Recipe 8: Pesto Tortellini with Roasted Vegetables

Ingredients:

  • 1 package of cheese tortellini
  • 2 cups mixed vegetables (bell peppers, zucchini, cherry tomatoes, etc.)
  • 2 tablespoons pesto sauce
  • 2 tablespoons grated Parmesan cheese
  • Salt and pepper to taste

Instructions:

  1. Preheat the oven to 400°F (200°C).
  2. Cook the cheese tortellini according to the package instructions.
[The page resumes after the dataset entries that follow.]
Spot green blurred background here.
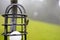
[0,15,60,40]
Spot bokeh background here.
[0,0,60,40]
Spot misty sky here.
[0,0,60,24]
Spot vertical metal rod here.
[21,16,23,40]
[11,0,17,31]
[24,17,27,40]
[4,16,8,40]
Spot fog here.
[0,0,60,24]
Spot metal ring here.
[5,4,26,13]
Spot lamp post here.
[10,0,18,31]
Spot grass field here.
[0,16,60,40]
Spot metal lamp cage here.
[2,4,29,40]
Drain and set aside.
  3. Toss the mixed vegetables with olive oil, salt, and pepper on a baking sheet.
  4. Roast the vegetables in the preheated oven for 15-20 minutes or until tender.
  5. In a large bowl, combine cooked tortellini, roasted vegetables, pesto sauce, and grated Parmesan cheese.
  6. Toss until the tortellini and vegetables are well coated.
  7. Serve the pesto tortellini with roasted vegetables as a flavorful and filling dinner option.
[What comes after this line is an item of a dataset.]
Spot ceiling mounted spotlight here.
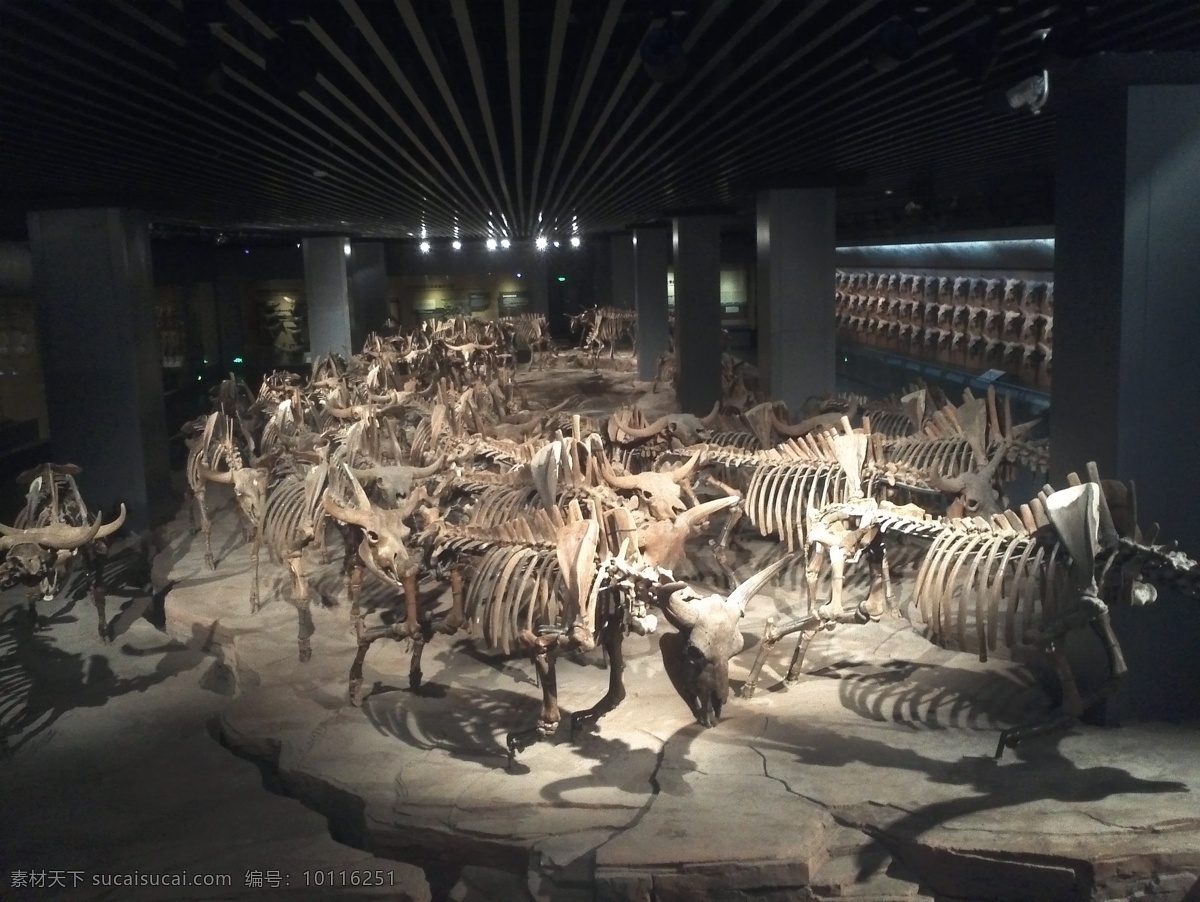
[1004,70,1050,115]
Recipe 9: Mexican Stuffed Sweet Potatoes

Ingredients:

  • 4 medium-sized sweet potatoes
  • 1 cup cooked black beans
  • 1 cup corn kernels
  • 1/2 cup diced tomatoes
  • 1/4 cup chopped cilantro
  • 1/4 cup diced red onions
  • 1/4 cup shredded cheddar cheese
  • 1/4 cup sour cream (optional)
  • Salt and pepper to taste

Instructions:

  1. Preheat the oven to 400°F (200°C).
  2. Pierce the sweet potatoes with a fork a few times and place them on a baking sheet.
  3. Bake the sweet potatoes in the preheated oven for 45-60 minutes or until tender.
  4. In a bowl, combine cooked black beans, corn kernels, diced tomatoes, chopped cilantro, and diced red onions.
  5. Cut open the baked sweet potatoes lengthwise and fluff the insides with a fork.
  6. Spoon the black bean and corn mixture onto the sweet potatoes.
  7. Top with shredded cheddar cheese and sour cream, if desired.
  8. Season with salt and pepper to taste.
  9. Serve the Mexican stuffed sweet potatoes as a hearty and nutritious dinner.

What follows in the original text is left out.